Psychasthenia: Hyper or hypo irritability, especially of the psychic sphere (using the term irritability in the biological sense of response to extrinsic or intrinsic stimuli) characterized by excessive or exaggerated responses to normal every-day stimuli and especially to the psychogenic stimuli involving the emotional sphere (an emotion being the consciousness of certain hereditary reflexes taking place within us--supposedly involving the internal secretory glands and the related vegetative [autonomic] nervous system. Dominant symptoms--phobias, sense of inadequacy, anxiety, fear in general.

Neurasthenia: Hyper or hypo irritability, especially of the sensori-motor or the vegetative nervous systems or both, characterized in the former especially by fatigability and in the latter by more or less violent dysfunction of the various organs which are administered by the vegetative system. The lowered tone of the psychic sphere in these cases my be described qualitatively in terms of fatigue. Dominant symptom--fatigability.

Hysteria: Hyper or hypo irritability of the psychic and sensory motor spheres with dysfunctions in these spheres, characterized by abnormal psychogenic dissociations and associations. Freud writes, "The characteristic factor of hysteria is to convert the psychic into the physical." [Babinksi says,] "A phenomenon is hysterical when it can be produced through suggestion and cured by persuasion."

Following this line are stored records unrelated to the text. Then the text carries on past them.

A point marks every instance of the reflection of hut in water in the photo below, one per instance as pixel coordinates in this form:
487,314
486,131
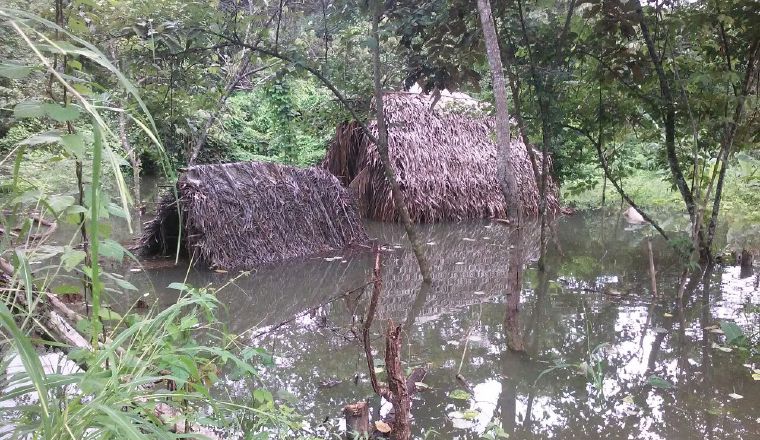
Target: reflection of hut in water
248,214
445,163
471,264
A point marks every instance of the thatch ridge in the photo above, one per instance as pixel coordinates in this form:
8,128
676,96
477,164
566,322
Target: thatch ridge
445,163
250,214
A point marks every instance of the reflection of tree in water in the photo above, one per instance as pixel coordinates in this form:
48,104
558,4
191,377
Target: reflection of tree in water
471,263
559,404
664,337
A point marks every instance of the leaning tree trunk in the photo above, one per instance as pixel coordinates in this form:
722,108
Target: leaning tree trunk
382,148
506,175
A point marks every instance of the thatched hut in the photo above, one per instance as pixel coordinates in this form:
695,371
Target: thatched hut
445,162
249,214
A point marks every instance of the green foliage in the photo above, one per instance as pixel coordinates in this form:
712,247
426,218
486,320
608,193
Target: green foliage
289,121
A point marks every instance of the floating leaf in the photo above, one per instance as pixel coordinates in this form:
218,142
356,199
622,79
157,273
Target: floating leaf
721,348
382,426
124,284
659,382
470,414
422,386
29,109
459,394
734,333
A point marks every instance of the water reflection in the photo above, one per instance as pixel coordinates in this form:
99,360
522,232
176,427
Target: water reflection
592,305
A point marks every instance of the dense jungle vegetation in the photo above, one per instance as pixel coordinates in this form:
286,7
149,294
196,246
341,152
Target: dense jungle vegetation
646,103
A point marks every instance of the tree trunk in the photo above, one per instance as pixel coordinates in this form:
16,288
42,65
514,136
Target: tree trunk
382,148
357,420
507,181
397,383
669,120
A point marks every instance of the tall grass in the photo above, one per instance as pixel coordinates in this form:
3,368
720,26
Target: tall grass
151,375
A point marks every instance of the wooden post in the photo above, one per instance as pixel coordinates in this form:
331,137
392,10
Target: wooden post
357,420
652,271
746,264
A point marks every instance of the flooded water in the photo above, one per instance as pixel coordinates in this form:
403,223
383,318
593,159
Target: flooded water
662,367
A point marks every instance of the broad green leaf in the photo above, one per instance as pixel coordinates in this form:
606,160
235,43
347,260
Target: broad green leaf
60,113
67,289
111,249
49,137
73,144
109,315
14,71
59,203
470,414
29,109
71,259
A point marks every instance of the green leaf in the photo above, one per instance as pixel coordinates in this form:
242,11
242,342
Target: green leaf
111,249
29,109
734,333
61,113
124,284
48,137
109,315
74,64
262,396
66,289
71,259
470,414
14,71
659,382
59,203
73,144
459,394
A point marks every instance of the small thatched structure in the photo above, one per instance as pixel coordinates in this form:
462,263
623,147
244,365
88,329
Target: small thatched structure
249,214
445,162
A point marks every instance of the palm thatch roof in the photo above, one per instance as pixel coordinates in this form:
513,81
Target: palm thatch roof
445,162
249,214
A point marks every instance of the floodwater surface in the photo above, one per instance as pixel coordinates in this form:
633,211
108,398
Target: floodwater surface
603,357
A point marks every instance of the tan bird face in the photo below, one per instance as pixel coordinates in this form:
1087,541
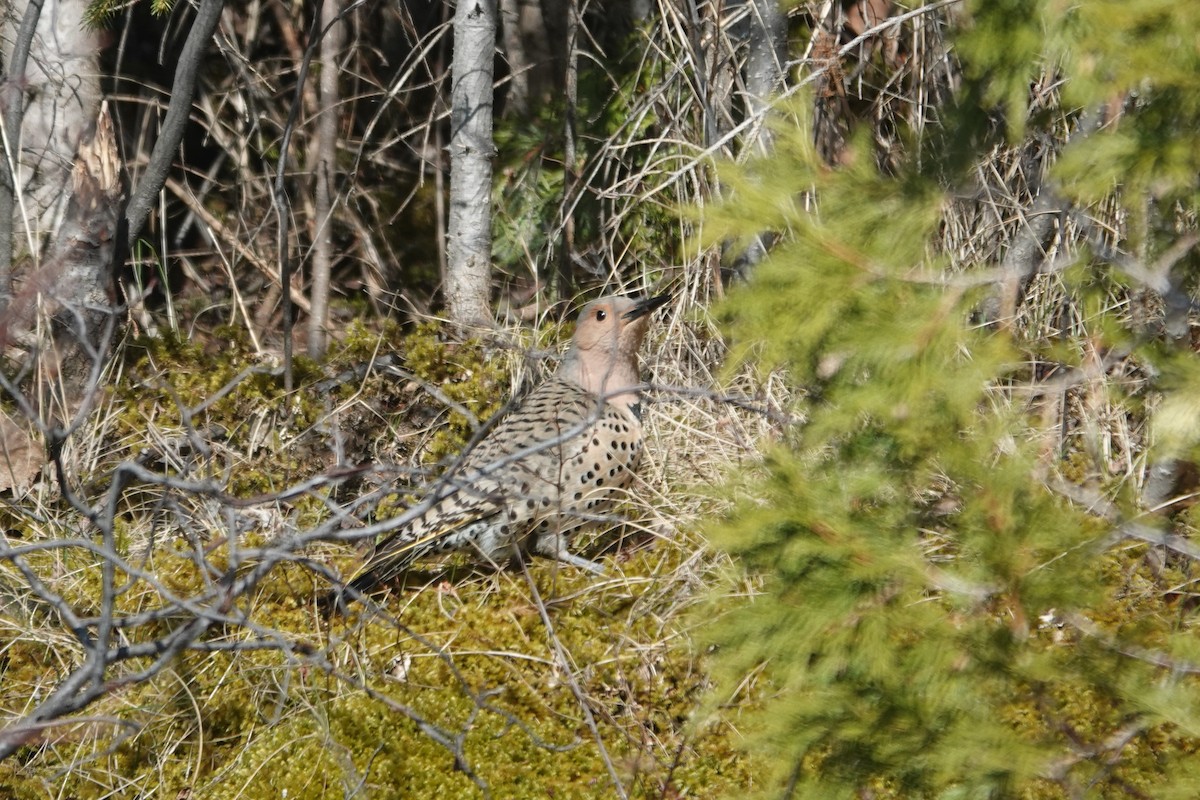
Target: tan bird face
607,336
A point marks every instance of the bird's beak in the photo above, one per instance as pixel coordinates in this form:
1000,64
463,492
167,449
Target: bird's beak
647,306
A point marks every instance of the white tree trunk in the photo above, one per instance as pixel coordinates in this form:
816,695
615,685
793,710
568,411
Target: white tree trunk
60,89
327,168
469,236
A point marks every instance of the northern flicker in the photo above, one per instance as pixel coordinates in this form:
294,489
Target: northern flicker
555,464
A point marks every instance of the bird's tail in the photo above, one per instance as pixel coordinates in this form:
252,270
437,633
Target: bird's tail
390,559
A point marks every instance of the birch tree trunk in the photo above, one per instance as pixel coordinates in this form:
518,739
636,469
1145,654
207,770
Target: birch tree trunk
469,236
49,101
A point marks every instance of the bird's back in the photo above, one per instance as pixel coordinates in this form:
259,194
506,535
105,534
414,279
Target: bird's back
553,464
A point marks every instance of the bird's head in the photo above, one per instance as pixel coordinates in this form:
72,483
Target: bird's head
604,353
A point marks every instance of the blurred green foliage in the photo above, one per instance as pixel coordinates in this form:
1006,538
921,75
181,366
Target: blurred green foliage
937,620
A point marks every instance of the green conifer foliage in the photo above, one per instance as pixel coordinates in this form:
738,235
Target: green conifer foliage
953,601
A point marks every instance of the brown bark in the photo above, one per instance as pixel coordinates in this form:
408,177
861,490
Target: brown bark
73,287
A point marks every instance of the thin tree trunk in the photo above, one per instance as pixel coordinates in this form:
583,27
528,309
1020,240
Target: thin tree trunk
570,167
327,167
469,236
766,55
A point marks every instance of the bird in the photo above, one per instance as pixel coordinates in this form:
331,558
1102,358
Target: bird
553,465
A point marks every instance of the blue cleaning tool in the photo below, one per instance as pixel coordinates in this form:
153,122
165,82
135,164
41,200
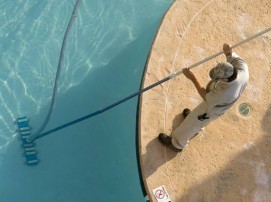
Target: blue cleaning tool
24,131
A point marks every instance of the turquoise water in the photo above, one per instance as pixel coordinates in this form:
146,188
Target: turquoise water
94,160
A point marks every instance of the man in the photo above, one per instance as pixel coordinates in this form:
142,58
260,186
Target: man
228,81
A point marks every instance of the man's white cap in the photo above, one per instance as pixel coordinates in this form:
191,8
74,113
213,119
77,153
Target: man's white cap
222,70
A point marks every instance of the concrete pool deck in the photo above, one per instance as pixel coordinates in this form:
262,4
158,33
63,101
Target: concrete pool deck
230,160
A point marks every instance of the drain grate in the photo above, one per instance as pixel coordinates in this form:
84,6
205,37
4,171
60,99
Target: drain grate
244,109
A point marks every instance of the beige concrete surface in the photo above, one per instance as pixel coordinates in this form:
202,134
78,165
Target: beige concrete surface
230,160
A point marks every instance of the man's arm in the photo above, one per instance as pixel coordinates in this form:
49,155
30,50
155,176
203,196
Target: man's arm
201,90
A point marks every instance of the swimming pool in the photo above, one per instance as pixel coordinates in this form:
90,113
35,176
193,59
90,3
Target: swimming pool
94,160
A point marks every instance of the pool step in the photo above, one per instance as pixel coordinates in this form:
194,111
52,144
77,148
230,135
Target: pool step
24,131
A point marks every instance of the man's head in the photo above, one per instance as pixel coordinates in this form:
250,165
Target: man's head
223,70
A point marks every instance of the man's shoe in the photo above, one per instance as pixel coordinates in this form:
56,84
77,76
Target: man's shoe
186,112
166,141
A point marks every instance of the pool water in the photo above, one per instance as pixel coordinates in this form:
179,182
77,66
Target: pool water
94,160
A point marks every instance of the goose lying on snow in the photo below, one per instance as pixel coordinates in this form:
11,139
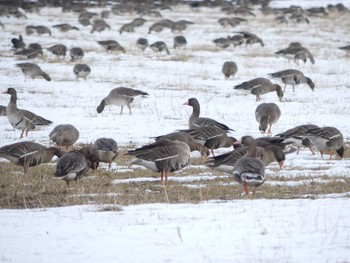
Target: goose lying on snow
162,156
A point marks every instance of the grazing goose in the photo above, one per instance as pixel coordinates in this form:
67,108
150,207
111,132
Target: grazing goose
249,170
260,86
195,121
292,77
186,138
81,71
229,68
296,136
76,53
64,135
107,150
122,97
142,43
23,120
159,46
58,50
227,161
327,139
267,114
74,165
32,70
179,42
28,154
211,137
111,45
163,156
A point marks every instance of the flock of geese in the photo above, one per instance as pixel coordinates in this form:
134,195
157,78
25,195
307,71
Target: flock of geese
170,152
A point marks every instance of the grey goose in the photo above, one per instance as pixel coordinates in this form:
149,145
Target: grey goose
28,154
327,139
249,170
74,165
81,70
229,68
260,86
107,150
267,114
292,77
122,96
163,156
32,70
64,135
195,121
23,120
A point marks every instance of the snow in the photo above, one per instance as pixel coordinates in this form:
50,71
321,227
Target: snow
299,230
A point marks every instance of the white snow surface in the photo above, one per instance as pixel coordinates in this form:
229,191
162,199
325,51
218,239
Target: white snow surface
300,230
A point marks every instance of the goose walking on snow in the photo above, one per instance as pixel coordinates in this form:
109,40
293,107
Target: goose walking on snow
267,114
249,170
122,97
260,86
163,156
292,77
195,121
327,139
28,154
23,120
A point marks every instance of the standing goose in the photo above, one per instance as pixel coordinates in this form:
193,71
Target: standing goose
292,77
186,138
296,136
32,70
211,137
23,120
122,97
267,114
249,170
107,150
327,139
259,86
163,156
195,121
74,165
64,135
28,154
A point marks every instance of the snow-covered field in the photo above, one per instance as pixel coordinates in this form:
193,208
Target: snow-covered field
242,231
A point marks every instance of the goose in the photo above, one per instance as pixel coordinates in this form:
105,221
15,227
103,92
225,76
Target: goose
195,121
267,114
76,53
142,43
159,46
260,86
226,162
296,136
122,97
74,165
32,70
23,120
163,156
229,68
179,42
81,71
107,150
327,139
64,135
186,138
111,45
58,50
28,154
211,137
292,77
249,170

There are normal as well as abnormal psychogenic dissociations that are constantly made us of, e.g., when a microscopist examines his specimen he may keep both eyes open and yet consciously see but one field--the stage of his microscope. He consciously or unconsciously dissociates on field of vision. The same thing happens when the expert wing shot shoots with both eyes open--as he sights along the gun barrel he at once dissociates all his visual fields, except what is really an almost tubular field that takes in his bird. One can readily conceive of a normal becoming an abnormal or pathological process--either in the sensory and motor spheres or both [cf. Lobaczewski on conversive phenomena].

--

From what I can tell, it looks like neurasthenia is more body-centric (headaches, fatigue, neuralgia), while psychasthenia is more mental encompassing phobias, obsessions, compulsions, etc.
 
Re: Book Excerpts: K. Dabrowski's \

Just want to give everyone a heads up that Dabrowski's book, Personality-Shaping, is back in print!

See the announcement here: http://cassiopaea.org/forum/index.php/topic,38627.0.html

And the Amazon link: http://www.amazon.com/Personality-Shaping-Positive-Disintegration-Kazimierz-Dabrowski/dp/069242749X/
 
Re: Book Excerpts: K. Dabrowski's \

Thanks for the link AI, I've just purchased the kindle version from Amazon Australia. Looking forward to reading it, hopefully in the not too distant future.